Roebling Suspension Bridge--Cincinnati, OH

So everyone knows the Brooklyn Bridge, and how it was designed by John A Roebling. But where did Roebling get the experience to win such a bid? Well, in Cincinnati. Among other places.


One of the spiffy things about Cincinnati's location is how it's directly across the river from a river. This puts the Queen City at a wonderful cross roads--traffic up the Ohio, down the Ohio, from the interior of Kentucky, the interior of Ohio. Cincinnati was briefly considered as a replacement national capital after the British sacked DC during the War of 1812, and the fact it was smack-dab in the middle of all these key waterways (while still being out of range of Royal Marine expeditionary forces) was a big reason.


But all that river traffic was even worse than the current trainwreck that I-75 becomes two-to-four times a day now. Have you seen the steamboats of the mid 1800's? We're not talking a Honda Civic--we're talking a four story building on it's side, getting in the way of everything else that may want to cross the river. That made traffic between Ohio and Kentucky difficult--sure, you could ferry goods and people, but it just added to the congestion in a major way. Not to mention you couldn't always depend on the river to be high enough, or low enough, you needed a place to land those ferries...there are reasons we build bridges, people.

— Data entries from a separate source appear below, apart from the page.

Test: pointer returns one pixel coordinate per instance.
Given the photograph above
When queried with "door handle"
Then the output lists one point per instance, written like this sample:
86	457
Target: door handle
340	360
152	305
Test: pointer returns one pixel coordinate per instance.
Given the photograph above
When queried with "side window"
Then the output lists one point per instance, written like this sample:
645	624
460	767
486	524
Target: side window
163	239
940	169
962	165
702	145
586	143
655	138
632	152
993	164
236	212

So starting in 1846 (I'm pulling these dates and names from Wikipedia, for the record--as much as I love history I suck at memorizing the details), the Covington and Cincinnati Bridge Company incorporated and called up John Roebling, who'd already designed and supervised the construction of several impressive spans around the country. It wasn't until 1856 that construction actually began--everything from lobbying against the bridge by the ferry operators to slow funding kept things at a glacial pace. Construction kept up at the same rate--between weather, funding, and health issues of key members of the Bridge Company work only took place during maybe a year and a half out of these 4 years.

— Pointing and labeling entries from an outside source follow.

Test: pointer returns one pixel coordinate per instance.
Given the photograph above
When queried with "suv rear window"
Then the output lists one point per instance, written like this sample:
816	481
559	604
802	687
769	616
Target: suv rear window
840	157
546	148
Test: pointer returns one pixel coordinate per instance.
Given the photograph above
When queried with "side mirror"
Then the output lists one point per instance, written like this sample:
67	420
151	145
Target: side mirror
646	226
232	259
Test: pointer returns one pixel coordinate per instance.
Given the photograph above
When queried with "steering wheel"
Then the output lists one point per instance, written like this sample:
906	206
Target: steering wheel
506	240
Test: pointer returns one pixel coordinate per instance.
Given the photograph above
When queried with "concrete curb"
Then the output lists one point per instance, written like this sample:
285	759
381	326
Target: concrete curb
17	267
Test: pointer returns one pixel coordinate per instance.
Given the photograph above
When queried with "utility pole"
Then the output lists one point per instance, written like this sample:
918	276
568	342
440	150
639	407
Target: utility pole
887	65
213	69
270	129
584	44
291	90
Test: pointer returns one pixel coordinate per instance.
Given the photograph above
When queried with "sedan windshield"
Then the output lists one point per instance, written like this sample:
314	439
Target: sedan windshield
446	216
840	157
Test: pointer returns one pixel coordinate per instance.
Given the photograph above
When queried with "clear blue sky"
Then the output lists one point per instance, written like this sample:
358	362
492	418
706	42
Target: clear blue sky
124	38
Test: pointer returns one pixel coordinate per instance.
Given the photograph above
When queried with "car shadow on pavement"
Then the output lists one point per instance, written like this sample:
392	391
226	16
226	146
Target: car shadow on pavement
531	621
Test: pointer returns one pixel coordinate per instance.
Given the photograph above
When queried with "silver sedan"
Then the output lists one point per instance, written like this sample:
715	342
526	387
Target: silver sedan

The Civil War hit, halting construction. However, during the course of building defenses the Union Army built a pontoon bridge across the Ohio--proving to the community that a bridge might be a pretty good idea, after all. This solved the funding problems, and besides an invasion scare construction resumed in 1863. By 1866 the bridge was completed, paving the way for other spans across the Ohio River (see my banner photo).

2 comments:

  1. I love pretty bridges. On the intercoastal waterway, across the Mississippi, or even a log across a springtime stream.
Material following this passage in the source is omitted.